Thu, Jan 12, 2006 - Page 4 News List

Language initiative seen as China's `Sputnik moment'


Conquering the world is not supposed to be easy, but that's exactly how things must look some days to Xu Lin (許琳), head of the government's new effort to promote the Chinese language overseas.

Xu is creating a global network of Chinese cultural centers, called Confucius Institutes, to teach foreigners throughout the world a language that has a reputation for difficulty. But far from having to round people up, Xu is finding they are beating down her door.

"There is a China frenzy around the world at the moment," she said. "The launch of this program is in response to the Chinese-language craze."

For decades, neighboring countries have viewed China with deep suspicion. But now mastering Chinese as a door to lucrative business opportunities, or simply as a matter of popular fashion, is suddenly all the vogue -- not only there but in the US and Europe as well.
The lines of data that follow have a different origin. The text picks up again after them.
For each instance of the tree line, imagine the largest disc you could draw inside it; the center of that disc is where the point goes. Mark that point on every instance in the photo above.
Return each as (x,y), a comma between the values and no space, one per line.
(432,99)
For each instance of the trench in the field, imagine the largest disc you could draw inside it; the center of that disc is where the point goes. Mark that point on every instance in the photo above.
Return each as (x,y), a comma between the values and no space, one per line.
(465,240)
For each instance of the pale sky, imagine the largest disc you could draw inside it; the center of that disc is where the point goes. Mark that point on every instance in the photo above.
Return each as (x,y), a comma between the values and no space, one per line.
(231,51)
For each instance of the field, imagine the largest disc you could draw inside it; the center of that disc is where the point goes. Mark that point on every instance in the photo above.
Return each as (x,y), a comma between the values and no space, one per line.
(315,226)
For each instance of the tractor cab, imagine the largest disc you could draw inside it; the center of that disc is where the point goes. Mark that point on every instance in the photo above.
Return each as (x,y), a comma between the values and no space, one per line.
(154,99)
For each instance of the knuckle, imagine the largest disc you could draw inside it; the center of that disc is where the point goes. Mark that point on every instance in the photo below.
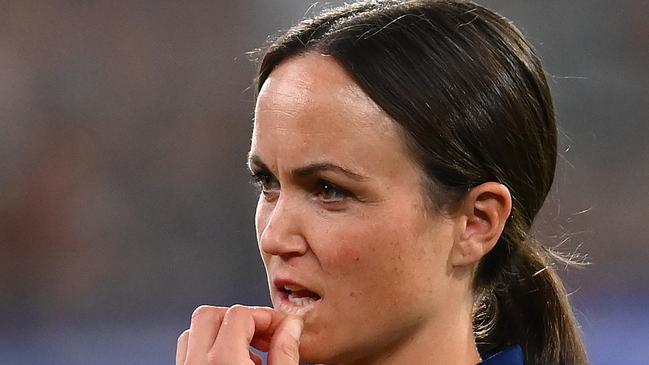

Just as new, though, is the decision of the Chinese government to ride the wave, not just capitalizing on the newfound chic that surrounds the language but determined to perpetuate it as a way of extending Chinese international influence and goodwill toward the country.

For some, the choice of a slightly fusty name like Confucius Institute, which evokes images of anything but a rising new power, might seem odd given Beijing's increasing penchant for high-tech imagery and slick public relations. Yet the label speaks volumes about the country's soft power ambitions.

Among other things, using the name of the country's oldest and most famous philosopher avoids reference to the official ideology, which remains Marxism. Confucius (孔子), who was an educator and quasi-religious figure, also stands for peace and harmony, values that China insistently proclaims today, hoping to disarm fears about its rapid rise.

As China becomes a major economic and military power and its diplomacy becomes more assertive, Beijing is also working harder at winning friends and influencing people. Indeed, taken together with its recent launches of manned space flights, and the huge push to build world-class universities and to produce prize-winning scientific research, some have called the language initiative part of the nation's "Sputnik moment," after the first artificial satellite, launched by the Soviet Union in 1957.

But where Sputnik fed a sense of alarm about the rise of an aggressive new superpower, the Confucius Institutes are intended to do almost the opposite, elevating the country's prestige while easing anxieties over the arrival of a new power.